Atlanta Pastor, Louie Giglio referred to slavery as “white blaessing”.
What We Know:
- Pastor Louie Giglio, with the Passion City Church, made some outrageous comments durring a recorded interview with Chick-fil-A CEO Dan Cathy and Christian hip-hop artist Lecrae.
- Giglio stated, “We understand the curse that was slavery, white people do, and we say that was bad, but we miss the blessing of slavery, that it actually built up the framework for the world that white people live in and lived in”. Then he contiuned to say that instead of using the term white privilege, he perfers “white blessing”.

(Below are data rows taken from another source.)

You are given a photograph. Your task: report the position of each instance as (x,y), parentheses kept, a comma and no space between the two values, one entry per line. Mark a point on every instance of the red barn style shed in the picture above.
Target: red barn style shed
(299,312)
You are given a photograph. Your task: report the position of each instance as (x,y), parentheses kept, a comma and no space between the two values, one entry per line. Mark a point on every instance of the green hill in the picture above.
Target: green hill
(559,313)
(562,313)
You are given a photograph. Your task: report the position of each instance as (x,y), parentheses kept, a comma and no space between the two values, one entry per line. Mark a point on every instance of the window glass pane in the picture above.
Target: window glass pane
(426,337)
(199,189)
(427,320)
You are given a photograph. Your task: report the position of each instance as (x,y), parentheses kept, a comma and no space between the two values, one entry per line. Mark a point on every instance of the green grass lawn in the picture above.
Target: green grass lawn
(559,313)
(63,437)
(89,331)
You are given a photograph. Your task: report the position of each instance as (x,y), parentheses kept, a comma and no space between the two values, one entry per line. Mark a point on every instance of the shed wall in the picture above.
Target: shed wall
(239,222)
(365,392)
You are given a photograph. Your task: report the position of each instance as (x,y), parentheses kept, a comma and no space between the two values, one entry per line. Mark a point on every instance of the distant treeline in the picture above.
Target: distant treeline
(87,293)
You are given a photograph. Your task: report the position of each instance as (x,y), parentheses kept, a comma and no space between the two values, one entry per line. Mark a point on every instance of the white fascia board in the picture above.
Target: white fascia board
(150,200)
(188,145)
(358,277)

- Lecrae listened with respect to the pastor and then explained that being able to dismiss the term white privilege is a privilege in and of itself. “You have the ability to not think about it. I cannot change my skin tone,” Lecrae explained. “I cannot live another day without recognizing my blackness.”
- After the comment, Twitter went up in a fire storm over his comments.
Watching @louiegiglio talk about “the blessings of slavery” and “white blessings” reminds me that MANY white evangelical leaders are two or three good questions (and a bourbon) away from confessing a white supremacist view. https://t.co/SCoRs79fHx
— Jonathan Merritt (@JonathanMerritt) June 16, 2020
“White privilege” is NOT “White Blessing!” Please don’t do that.
Slavery was indeed a demonic curse. And what came out of it is also A CURSE.
That logic means I can kidnap someone, force them to work for free, & call the profit MY BLESSING!
NO SIR! @louiegiglio NOPE!
— Hart Ramsey (@hartramsey) June 16, 2020
.@louiegiglio trying to rename #WhitePrivilege as #whiteblessing b/c it hurts white people's feelings is the height of white privilege. I wish I could say I'm surprised to see white men trying to take over a conversation they know nothing about — but I can't.
— Kirsten Powers (@KirstenPowers) June 16, 2020
- Then Tuesday, Giglio released a video apology, saying using the phrase “white blessing” was a “horrible choice of words”.
I’m sorry—a message from my heart. pic.twitter.com/FD6AYU1mcM
— Louie Giglio (@louiegiglio) June 16, 2020
- “I don’t, to be clear, believe there is any blessing in slavery,” he stated. “To the contrary, what I’m trying to understand and help people see is that I, my white brothers and sisters, we sit in large part where we are today because of the centuries of gross injustice done to our black brothers and sisters.”
This isn’t the first time Giglio’s comments have sparked outrage. In 2013, he withdrew from giving the benediction at President Barack Obama’s second inauguration following criticism over a sermon he gave in the 1990s, pushing for a controversial therapy that claimed to turn gay people straight and for saying homosexuality was a “sin”.